From March 1998 every issue of magazine is accompanied by at least one AA/AAA fullgame on cover CD/DVD. CD/DVD usually contains: Full game(s), demo(s), free games, film/game trailers, utilities & drivers, Level TV videosection with videoreviews and funstuff. From issue 12/2011 all video content was transferred to magazines´ game portal hrej.cz and is accessible with code printed in magazine along with fullgame keys. The content is usually carried on one or two one-sided DVD9 media.

==Level in Turkey==
The Turkish edition was founded and initially written by M. Berker Güngör (alias "Maddog") in 1997 and then Sinan Akkol (alias "Blaxis") joined the family couple of years later when he attended to a contest and became the heart of Level; today it is the leading computer games magazine in Turkey, with over 25 authors and distribution of 20,000 per issue. While the global games magazine PC Gamer and the local Gameshow (magazine) at first competed in the Turkish market, their Turkish branches closed due to financial difficulty, leaving Level without competitors—and with extra staff poached from the failed publications.

The magazine encourages the purchase of legal copies of games, having published a series of articles about software piracy.

During August 2007, The magazine was sold to Doğan Burda, the leading magazine publisher of Turkey. Fırat Akyıldız (the editor-in-chief for Official PlayStation 2 Magazine Turkey and GamePro magazines in the past) became the editor-in-chief. Famous comedy duo Cenk and Erdem, Cem Şancı and writer Ali Aksöz (the creator of a highly successful web organization named Lost Library) has returned to Level after the split. Also many writers from GamePro has joined Level.

== Level in Romania ==
In September 1997 Vogel Publishing Romania launches the first Romanian gaming magazine called "Level INTERNATIONAL GAMES MAGAZINE". At its peak, it was the leading computer games magazine in Romania with 21.000 magazines per issue and 79.000 readers per issue. Level Romania saw its ups and downs in its over a decade of activity.

The magazine includes a DVD since 2006, it was the second Romanian magazine to include a DVD, after XtremPC. The magazine also features a full game every issue since 2002, a very controversial decision back in the day because of the games' quality, which varied from issue to issue.

The longest lasting author of Level Romania is Marius Ghinea, who joined the team back in 1998 and raised the standards by writing high quality reviews, correlating gaming to forms of art and by having a very "refined taste" in games. Other authors that deserve to be mentioned for outstanding activity over the years: Mr. President, Claudiu 'Claude' Gedo, Wild Snake, Sebah, Mihail 'Mike' Stegaru, Mihai 'Mitza' Sfrijan, Sebastian 'Locke' Bularca, Vladimir 'Ciolan' Ciolan and Mircea 'KiMO' Dumitriu, current Editor in Chief. Level Romania was in direct competition with PcGames4Fun, which got closed, and used to be in competition with GameOver (which featured only 16 issues), the latter being considered by many to be the best gaming magazine ever written in Romania so far.

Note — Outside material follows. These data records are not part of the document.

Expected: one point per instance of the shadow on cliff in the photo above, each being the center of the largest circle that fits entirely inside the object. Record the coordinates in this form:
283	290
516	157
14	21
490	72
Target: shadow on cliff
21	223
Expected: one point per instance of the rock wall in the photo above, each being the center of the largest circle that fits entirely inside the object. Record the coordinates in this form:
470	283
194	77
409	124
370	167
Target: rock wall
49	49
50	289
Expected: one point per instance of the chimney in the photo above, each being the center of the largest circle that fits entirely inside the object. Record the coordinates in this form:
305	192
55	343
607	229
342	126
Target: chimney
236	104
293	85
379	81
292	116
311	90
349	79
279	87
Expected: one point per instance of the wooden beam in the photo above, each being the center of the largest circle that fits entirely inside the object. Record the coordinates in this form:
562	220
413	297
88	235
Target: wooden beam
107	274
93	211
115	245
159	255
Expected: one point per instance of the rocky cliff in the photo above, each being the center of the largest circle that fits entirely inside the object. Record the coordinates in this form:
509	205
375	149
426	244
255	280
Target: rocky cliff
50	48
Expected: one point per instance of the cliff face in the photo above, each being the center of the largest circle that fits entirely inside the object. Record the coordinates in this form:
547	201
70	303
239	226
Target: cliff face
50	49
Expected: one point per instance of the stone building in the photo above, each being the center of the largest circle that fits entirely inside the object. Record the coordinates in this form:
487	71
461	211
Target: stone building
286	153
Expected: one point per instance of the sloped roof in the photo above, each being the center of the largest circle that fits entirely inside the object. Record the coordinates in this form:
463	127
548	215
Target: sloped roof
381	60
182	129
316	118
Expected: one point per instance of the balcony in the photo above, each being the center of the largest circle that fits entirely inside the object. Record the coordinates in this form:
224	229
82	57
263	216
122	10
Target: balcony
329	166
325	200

In 2007 Level Romania organized an event called "Level-fest" aka "Viva la Level-ution", which would mark a successful re-tooling of their magazine. The event was held in Bucharest, in a club called "Fire".

In 2008 Level Romania held the contest "Tu faci jocurile" (You make the games) in which they awarded a team of programmers 5,000 Euros for creating an original and entertaining video game (you could only enter the contest if you were an independent team, not part of a company).

Starting with 2009, Level has sometimes given two full games with certain issues and is also heavily promoting interesting Indie Games.

As of December 2013, Level no longer exists on the Romanian market. The old team made a new, online magazine called "NIVELUL2". In English, "NIVELUL2" means "2nd LEVEL", and the new magazine is known to be the spiritual successor to the former leading gaming magazine in the territory. Currently, NIVELUL2 is the leading online gaming publication in Romania.